どんな話をしてもヨシヤは興味深そうに聞いてくれて、私は嬉しくてどんどん話題を出すから。
学校のテストの話、給食の話、潤ちゃんや拓くんの話、夏休みのグループ研究の話も。
「でね、グループ研究としてアンダーサイカのことを記事にしようと思ったんだけど…、潤ちゃんも拓くんも記憶を書き換えられて覚えてないから、結局変更になっちゃったの。」
「おや、それは残念。
噂を聞いた地上人が迷い込みやすくなれば商売人はだいぶ楽になるのに。」
「逆にキョウくんのお仕事が増えちゃうね。」
ふふふ…と二人で笑い合う。
気づけば湯呑みのお茶はすっかり冷めてしまっていた。
「冷めてしまいましたね。
煎れ直しましょうか。」
そう言い、テーブルの向こう側でカチッと何かスイッチのようなものを押したヨシヤ。「何したの?」と訊ねれば、
「電気ケトルのスイッチを入れたんですよ。」
「…今風の家電だね。」
お店の外観は古めかしいのに。
すき焼きの時の卓上コンロと言い、実はどこのお店も中は生活感に溢れてるのかもしれない。

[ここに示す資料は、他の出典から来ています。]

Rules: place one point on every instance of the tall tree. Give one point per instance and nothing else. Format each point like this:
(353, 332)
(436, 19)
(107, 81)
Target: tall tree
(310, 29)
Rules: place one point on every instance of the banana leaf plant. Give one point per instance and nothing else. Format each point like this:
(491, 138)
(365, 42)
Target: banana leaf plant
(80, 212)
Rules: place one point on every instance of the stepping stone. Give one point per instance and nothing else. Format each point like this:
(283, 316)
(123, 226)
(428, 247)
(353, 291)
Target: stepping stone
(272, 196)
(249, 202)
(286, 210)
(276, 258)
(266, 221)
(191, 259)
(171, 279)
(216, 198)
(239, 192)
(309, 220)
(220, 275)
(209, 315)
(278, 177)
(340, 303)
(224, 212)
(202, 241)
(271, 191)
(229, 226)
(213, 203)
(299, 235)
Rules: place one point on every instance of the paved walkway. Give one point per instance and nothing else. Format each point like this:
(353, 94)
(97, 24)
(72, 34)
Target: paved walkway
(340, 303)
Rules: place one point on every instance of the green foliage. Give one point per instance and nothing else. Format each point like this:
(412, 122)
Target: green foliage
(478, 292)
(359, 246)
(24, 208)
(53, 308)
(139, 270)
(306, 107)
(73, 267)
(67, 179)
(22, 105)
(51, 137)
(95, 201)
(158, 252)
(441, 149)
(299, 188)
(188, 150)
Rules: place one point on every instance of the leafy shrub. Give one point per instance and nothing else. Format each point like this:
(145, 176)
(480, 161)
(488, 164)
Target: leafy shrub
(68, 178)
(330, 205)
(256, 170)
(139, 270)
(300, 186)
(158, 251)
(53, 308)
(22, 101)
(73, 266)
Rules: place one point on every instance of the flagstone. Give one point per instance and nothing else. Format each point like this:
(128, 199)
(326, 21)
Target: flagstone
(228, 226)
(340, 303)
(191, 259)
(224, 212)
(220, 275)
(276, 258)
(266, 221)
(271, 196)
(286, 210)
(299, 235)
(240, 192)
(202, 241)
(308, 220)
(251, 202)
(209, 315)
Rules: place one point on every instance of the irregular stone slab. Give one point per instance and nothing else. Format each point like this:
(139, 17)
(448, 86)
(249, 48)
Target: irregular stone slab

お湯が沸くまでの数分にまた何か、学校のことでも話そうか。そう思って口を開きかけたけど、
「豊花ちゃんの、ご家族の話が聞きたいです。」
「…………………。」
ヨシヤの質問で、完全に出る幕を失ってしまった。
「…家族……えっと…、お父さんとお母さん……、」
ここで一瞬、稔兄ちゃんのことを言うべきか迷った。もう10年も昔に亡くなったのに。
……いや、でも……、
「…あと、お兄ちゃん。」
稔兄ちゃんはやっぱり家族だ。
私の大切なお兄ちゃんだ。
「へえ、ご兄弟がいたんですね。」
「え?」
今のヨシヤの返しに引っ掛かりを覚えた。
だって私、お兄ちゃんがいるとは答えたけど、「いた」なんて……“死んだ”なんて言ってないんだもの。
―――ねえ、まさか……。
「…ヨシヤ、まさか、私のお兄ちゃんのこと知ってる……?」
ヨシヤは穏やかに微笑んで、
「やっぱりそうでしたか。
豊花ちゃん、きみは“ミノルくん”の妹さんなんですね?」
私が心の隅で恐れていた答えを、平然と口にした。
沸騰した電気ケトルが「ぱちん」と軽快な音を立てる。
それでも私はヨシヤから目が離せなかった。
―――今、ヨシヤは…何て言った?
聞き間違いじゃないなら、今確かに、
―――“稔兄ちゃん”の名を口にした?
「ヨシヤ、なんで…稔兄ちゃんのこと知ってるの?」
「知っていますとも。」
私の問いに、ヨシヤは胸を張って答える。
「ミノルくんは僕の友達であり、ヒーローなんですから。」
「ヒー…ロー……?」
意味が分からなかった。
友達ってことは…、稔兄ちゃんはアンダーサイカに来たことがあるってこと?
ヨシヤと知り合って友達になって、……いや、名前を知ってるってことは私みたいに支配されてた?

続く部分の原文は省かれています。